Confronting impoverishment with emergency aid and income generation
Jordan currently provides shelter for 650 000 Syrian refugees. They are becoming increasingly impoverished but also increasingly vulnerable. Since 2012, in four Jordanian provinces, Caritas Switzerland, within the scope of its emergency aid project, has been providing assistance to cover basic needs, winter aid, emergency aid for cases of specific hardship, and for improving sanitation and hygiene conditions. The longer the crisis lasts, the more important it is that the refugees and the local communities can find sustainable income opportunities. Since 2016, Caritas has provided 2 500 Syrian refugees and vulnerable Jordanians with jobs in the waste disposal sector.

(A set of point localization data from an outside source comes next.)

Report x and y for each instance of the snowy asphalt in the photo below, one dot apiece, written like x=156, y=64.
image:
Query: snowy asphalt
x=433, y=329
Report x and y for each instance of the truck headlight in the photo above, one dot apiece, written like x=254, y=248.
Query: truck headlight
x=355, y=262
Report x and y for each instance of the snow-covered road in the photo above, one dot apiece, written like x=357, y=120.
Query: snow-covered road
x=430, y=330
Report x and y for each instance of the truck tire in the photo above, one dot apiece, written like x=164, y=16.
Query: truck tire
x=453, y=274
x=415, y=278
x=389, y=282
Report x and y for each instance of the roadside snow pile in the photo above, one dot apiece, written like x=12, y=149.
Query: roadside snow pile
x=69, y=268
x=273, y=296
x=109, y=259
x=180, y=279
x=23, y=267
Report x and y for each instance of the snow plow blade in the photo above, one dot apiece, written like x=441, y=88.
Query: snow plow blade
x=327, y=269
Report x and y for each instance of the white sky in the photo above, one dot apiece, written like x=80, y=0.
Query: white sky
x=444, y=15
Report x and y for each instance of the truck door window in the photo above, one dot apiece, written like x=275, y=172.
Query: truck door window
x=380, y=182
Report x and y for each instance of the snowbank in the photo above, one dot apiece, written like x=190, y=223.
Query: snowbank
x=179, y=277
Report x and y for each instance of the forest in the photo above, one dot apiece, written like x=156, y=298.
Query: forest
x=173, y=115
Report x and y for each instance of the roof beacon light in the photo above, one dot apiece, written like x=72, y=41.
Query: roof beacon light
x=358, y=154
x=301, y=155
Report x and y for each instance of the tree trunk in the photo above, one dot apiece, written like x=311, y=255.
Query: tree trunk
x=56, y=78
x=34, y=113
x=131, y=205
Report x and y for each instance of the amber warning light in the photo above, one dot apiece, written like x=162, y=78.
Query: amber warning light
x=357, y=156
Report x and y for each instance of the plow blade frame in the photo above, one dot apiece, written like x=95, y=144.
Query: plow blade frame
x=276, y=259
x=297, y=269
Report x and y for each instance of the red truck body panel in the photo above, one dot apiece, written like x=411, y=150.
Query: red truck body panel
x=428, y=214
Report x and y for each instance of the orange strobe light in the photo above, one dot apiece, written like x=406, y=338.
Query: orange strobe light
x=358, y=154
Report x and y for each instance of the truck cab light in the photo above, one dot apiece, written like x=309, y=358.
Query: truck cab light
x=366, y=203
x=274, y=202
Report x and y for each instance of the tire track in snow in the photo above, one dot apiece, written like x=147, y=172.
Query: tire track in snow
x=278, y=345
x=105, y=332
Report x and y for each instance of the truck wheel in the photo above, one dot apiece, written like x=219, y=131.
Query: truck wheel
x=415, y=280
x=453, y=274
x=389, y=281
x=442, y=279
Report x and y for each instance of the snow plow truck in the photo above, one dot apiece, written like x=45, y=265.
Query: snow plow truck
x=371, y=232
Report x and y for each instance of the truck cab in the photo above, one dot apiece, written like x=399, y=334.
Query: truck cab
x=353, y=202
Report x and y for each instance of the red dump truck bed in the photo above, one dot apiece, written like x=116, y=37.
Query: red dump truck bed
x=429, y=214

Access to proper schooling for refugee children
No country in the world has more refugees per capita than Lebanon. One third of the population, or around 1.5 million people, are from Syria. Half of the refugee children do not go to school, and the school system is overwhelmed by the sheer number of Syrian children. This is affecting a whole generation. By means of a school project, Caritas is creating a safe and stimulating learning environment for 9100 Syrian refugee children and disadvantaged Lebanese children. Thus the children can follow the lessons and so get through their day at school with some success to show for it. The teachers receive training courses to help them to cope with the partially traumatized and disadvantaged children. Furthermore, the management skills of head teachers are strengthened.